Optionally, specify a single SQL SELECT statement specifying the data to return. You may query tables, aliases, synonyms, and views.

Query is not supported when Create Schema is True, Parallel Threads is greater than 1, or Restart Behavior on IL Interruption is Truncate_target_table or Replace_target_table.

When Query is specified and Tables is not, the WAEvent TableName metadata field value will be QUERY. When both Query and Tables are specified, the data specified by Query will be returned, and the Tables setting will be used only to populate the TableName field.
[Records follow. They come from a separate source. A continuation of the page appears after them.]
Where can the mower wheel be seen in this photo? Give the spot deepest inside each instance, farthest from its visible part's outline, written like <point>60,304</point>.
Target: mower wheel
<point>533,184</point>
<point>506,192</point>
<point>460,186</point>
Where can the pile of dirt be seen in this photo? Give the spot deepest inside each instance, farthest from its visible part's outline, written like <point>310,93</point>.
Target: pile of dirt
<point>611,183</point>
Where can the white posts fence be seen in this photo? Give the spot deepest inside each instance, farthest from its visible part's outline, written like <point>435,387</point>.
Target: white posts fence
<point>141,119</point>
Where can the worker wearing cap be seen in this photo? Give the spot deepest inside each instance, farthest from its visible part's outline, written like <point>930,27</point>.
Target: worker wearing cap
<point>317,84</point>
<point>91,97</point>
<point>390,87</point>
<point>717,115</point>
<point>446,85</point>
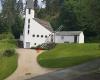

If the query includes a synonym containing a period, it must be enclosed in escaped quotes. For example: select * from \"synonym.name\"

If using a query when the output of a DatabaseReader source is the input of a DatabaseWriter target, specify the target table name as the value of DatabaseReader's Tables field.

Return DateTime As

String

Joda

Set to joda to return timestamp values as Joda timestamps.

Set to String to return timestamp values as strings. The primary purpose of this option is to avoid losing precision when microsecond timestamps are converted to Joda milliseconds. The format of the string is yyyy-mm-dd hh:mm:ss.ffffff.

SSL Config

String

Not applicable to SQL Server in this release.

Start Position

String

The value in the specified check column from which Striim will start reading. Striim will read rows in which the check column's value is the same as or greater or later than this value and skip the other rows. Since Check Column may specify multiple tables you must specify the corresponding table name or wildcard for each value. With the default value %=-1, Striim will read all data from all tables specified in the Tables property. With the Check Column example above, the Start Position value could be MYSCHEMA.TABLE1=1234; MYSCHEMA.%=2018-OCT-07 18:37:55. Note that this timestamp format is just an example: your source may require a different java.sql.timestamp format, such as yyyy-mm-dd hh:mm:ss, to match the check column's data type.

Tables

String

Specify the table(s) or view(s) to be read. Specify names as <database name>.<schema name>.<table name>. Names are not case-sensitive.

You may specify multiple tables and views as a list separated by semicolons or with the % wildcard. For example, HR% would read all the tables whose names start with HR. You may use the % wildcard only for tables, not for schemas or databases. The wildcard is allowed only at the end of the string: for example, mydb.prefix% is valid, but mydb.%suffix is not.

If you are using the Query property, specify QUERY as the table name.

Modifying this property can interfere with recovery. If recovery is enabled for the application and it is necessary to modify the tables list, export the application (see Apps page), drop it, update the exported TQL with the new values, and import it (see Apps page).

Threadpool Size

Integer

5

Specify the maximum number of threads the adapter will use. This is the maximum number of tables Striim will be able to read simultaneously, provided that Connection Pool Size is set to the same or a higher number.

Username

String

Specify the user name the adapter will use to log in to the server specified in ConnectionURL. This user must have SELECT permission or privileges on the tables specified in the Tables property.

Incremental Batch Reader’s output type is WAEvent. Output is the same as for Database Reader. See Sample Database Reader WAEvent for an example.